According to a new CISA security advisory, several vulnerabilities exist in the OpENer EtherNet/IP that could lead to denial-of-service attacks, remote code execution, and data leaks against industrial systems. Versions of OpENer released before February 10, 2021 are exposed to the attacks. Fortunately, there are no indications of active exploits against these vulnerabilities.
OpENer EtherNet/IP Vulnerabilities: Technical Details
The four vulnerabilities include CVE-2021-27478, CVE-2021-27482, CVE-2021-27500, and CVE-2021-27498.
CVE-2021-27478 is described as incorrect conversion between numeric types. The vulnerability can be exploited if a specially crafted packet is sent by an attacker against the vulnerable device. This would create a denial-of-service condition.
CVE-2021-27482 is an out-of-bounds issue that could be triggered by a malicious packet allowing the attacker to read arbitrary data.
CVE-2021-27500 and CVE-2021-27498 are issues related to reachable assertion, according to the advisory. The vulnerabilities can be triggered by a malicious packer and can be exploited in denial-of-service attack scenarios.
All four flaws were discovered and reported by security researchers Tal Keren and Sharon Brizinov from Claroty.
It is noteworthy that there’s a fifth flaw the researchers discovered, previously reported by Cisco Talos. The vulnerability in question is CVE-2020-13556.
CVE-2020-13556 is an out-of-bounds write issue in the Ethernet/IP server functionality of EIP Stack Group OpENer 2.3 and development commit 8c73bf3. “A specially crafted series of network requests can lead to remote code execution. An attacker can send a sequence of requests to trigger this vulnerability,” Cisco Talos said.
What Is OpENer EtherNet/IP?
According to GitHub, OpENer EtherNet/IP is an EtherNet/IP stack for I/O adapter devices.
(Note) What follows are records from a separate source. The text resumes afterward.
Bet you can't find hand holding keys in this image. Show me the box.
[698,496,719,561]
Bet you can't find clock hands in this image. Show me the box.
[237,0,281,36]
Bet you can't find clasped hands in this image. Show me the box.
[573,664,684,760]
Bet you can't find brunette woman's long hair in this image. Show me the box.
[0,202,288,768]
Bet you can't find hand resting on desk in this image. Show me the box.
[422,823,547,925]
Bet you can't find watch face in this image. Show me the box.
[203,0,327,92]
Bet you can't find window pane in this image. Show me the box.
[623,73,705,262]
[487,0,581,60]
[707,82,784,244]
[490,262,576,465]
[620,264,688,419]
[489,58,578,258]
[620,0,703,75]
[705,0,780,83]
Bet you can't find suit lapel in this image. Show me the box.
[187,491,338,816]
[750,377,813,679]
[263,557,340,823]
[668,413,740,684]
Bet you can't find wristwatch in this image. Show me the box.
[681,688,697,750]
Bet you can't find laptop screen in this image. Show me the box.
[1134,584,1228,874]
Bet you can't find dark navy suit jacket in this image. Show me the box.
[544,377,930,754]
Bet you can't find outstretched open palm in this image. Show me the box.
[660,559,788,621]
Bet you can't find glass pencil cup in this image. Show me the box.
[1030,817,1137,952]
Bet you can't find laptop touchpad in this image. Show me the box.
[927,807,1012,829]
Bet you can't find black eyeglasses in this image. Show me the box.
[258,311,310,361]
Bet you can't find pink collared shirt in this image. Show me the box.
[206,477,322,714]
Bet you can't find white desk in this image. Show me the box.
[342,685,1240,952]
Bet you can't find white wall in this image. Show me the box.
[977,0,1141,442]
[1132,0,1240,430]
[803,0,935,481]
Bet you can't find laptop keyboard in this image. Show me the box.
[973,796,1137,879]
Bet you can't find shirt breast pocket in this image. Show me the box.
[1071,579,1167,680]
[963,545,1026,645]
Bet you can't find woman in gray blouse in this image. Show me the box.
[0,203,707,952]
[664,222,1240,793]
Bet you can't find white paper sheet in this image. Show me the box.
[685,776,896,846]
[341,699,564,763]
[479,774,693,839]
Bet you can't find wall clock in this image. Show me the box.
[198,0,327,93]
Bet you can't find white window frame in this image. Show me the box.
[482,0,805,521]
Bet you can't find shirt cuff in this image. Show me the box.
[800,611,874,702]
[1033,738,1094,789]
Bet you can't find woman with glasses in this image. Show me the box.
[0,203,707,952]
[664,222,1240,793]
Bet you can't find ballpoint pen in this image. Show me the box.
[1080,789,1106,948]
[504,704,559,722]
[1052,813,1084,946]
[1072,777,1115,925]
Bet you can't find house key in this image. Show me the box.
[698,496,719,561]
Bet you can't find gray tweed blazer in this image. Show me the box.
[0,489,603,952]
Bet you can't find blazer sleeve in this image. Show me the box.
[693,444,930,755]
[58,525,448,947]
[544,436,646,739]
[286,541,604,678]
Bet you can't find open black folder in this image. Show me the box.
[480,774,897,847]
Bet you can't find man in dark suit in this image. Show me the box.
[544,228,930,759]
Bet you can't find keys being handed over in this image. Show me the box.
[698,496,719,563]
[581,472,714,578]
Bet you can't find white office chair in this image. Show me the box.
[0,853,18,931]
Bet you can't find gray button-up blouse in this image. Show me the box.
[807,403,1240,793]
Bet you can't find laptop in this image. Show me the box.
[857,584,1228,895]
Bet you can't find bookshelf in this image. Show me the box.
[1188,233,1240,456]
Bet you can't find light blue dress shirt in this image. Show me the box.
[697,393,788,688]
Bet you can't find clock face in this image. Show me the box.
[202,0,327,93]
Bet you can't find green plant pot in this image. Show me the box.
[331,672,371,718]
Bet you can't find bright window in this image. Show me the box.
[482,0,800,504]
The project supports multiple input-output and explicit connections, and includes objects and services for making EtherNet/IP-compliant products as defined in the ODVA specification. ODVA technologies include the Common Industrial Protocol also known as “CIP,” ODVA’s media-independent, object-oriented protocol, and ODVA’s network adaptations of CIP – EtherNet/IP, DeviceNet, ControlNet and CompoNet.